Written by the Lifeline’s Yui. S.
What is PTSD?
Post Traumatic Stress Disorder (PTSD) is a common mental health condition that will likely appear after exposure to any traumatic event, it could co-exist with other mental disorders and substance use disorders. The symptoms of PTSD can include flashbacks, nightmares, intrusive thoughts, avoidance behavior, heightened anxiety, and irritability. These symptoms can persist for months or years and can have a significant impact on an individual’s daily life, relationships, and overall well-being. According to related research, around 70% of people will experience trauma at least once in their lifetime, and about 20% of them will develop PTSD.

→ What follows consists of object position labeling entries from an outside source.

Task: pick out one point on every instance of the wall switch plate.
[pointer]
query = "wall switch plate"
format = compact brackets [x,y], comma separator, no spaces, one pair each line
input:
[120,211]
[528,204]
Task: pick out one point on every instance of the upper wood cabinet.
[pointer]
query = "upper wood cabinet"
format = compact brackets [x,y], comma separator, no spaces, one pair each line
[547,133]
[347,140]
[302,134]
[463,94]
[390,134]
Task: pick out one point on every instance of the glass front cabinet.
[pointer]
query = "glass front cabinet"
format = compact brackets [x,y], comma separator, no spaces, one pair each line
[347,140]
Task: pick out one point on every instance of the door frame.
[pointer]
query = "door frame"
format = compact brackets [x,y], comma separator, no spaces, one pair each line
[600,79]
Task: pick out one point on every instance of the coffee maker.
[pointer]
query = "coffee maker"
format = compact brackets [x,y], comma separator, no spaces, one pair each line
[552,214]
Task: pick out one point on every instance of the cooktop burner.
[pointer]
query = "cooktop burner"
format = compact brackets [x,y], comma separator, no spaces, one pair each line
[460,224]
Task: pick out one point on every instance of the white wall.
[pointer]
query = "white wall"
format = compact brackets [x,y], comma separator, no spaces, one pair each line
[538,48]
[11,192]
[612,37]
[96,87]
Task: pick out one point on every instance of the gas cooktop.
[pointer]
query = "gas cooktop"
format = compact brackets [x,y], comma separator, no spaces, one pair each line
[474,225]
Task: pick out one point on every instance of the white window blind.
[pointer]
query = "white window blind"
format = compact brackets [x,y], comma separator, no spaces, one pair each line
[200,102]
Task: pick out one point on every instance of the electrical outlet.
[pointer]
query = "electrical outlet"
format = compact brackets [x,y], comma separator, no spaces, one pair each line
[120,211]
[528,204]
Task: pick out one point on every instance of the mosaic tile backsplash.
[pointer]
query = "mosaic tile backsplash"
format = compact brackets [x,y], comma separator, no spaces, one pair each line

What is Post Traumatic Stress Disorder Awareness Month?
June is Post Traumatic Stress Disorder awareness month. Post Traumatic Stress Disorder Awareness Month is set with the goal of raising awareness of PTSD and spreading support to people who are suffering from PTSD. It also provides an opportunity to honor and support those who have served in the military and first responders who have experienced trauma in the line of duty. However, traumatic events are not limited to single instances, nor are they the sole result of warfare, disasters, or emergencies. In fact, “trauma” can develop from one event, a series of events, or the persistence of an intolerably stressful situation. Anyone exposed to horror, the feeling of helplessness, being seriously injured, or feeling threatened by serious injury or even death may develop PTSD. Everyone with PTSD, whether they are adults or youngsters, veterans or citizens, deserves to be seen and understood by others, they also need to know the importance of proper treatment.
What can we do?
We can be supportive of individuals, families, and communities affected by PTSD. PTSD is a serious mental health condition, but with proper diagnosis and treatment, it is possible to manage its symptoms and live a fulfilling life. Letting people suffering from PTSD know the importance of proper treatment and realization could help them to improve their life quality as soon as possible. At the same time, we could also elevate the awareness. Spreading the related information to others could establish an objective understanding of PTSD and reduce the stigma that comes with PTSD survivors. By promoting education and understanding about PTSD, we can help break down the stigma surrounding mental health and encourage individuals to seek help without fear of judgment. We need to keep in mind that PTSD can impact anyone, regardless of their background or experiences, and they need to be understood and supported.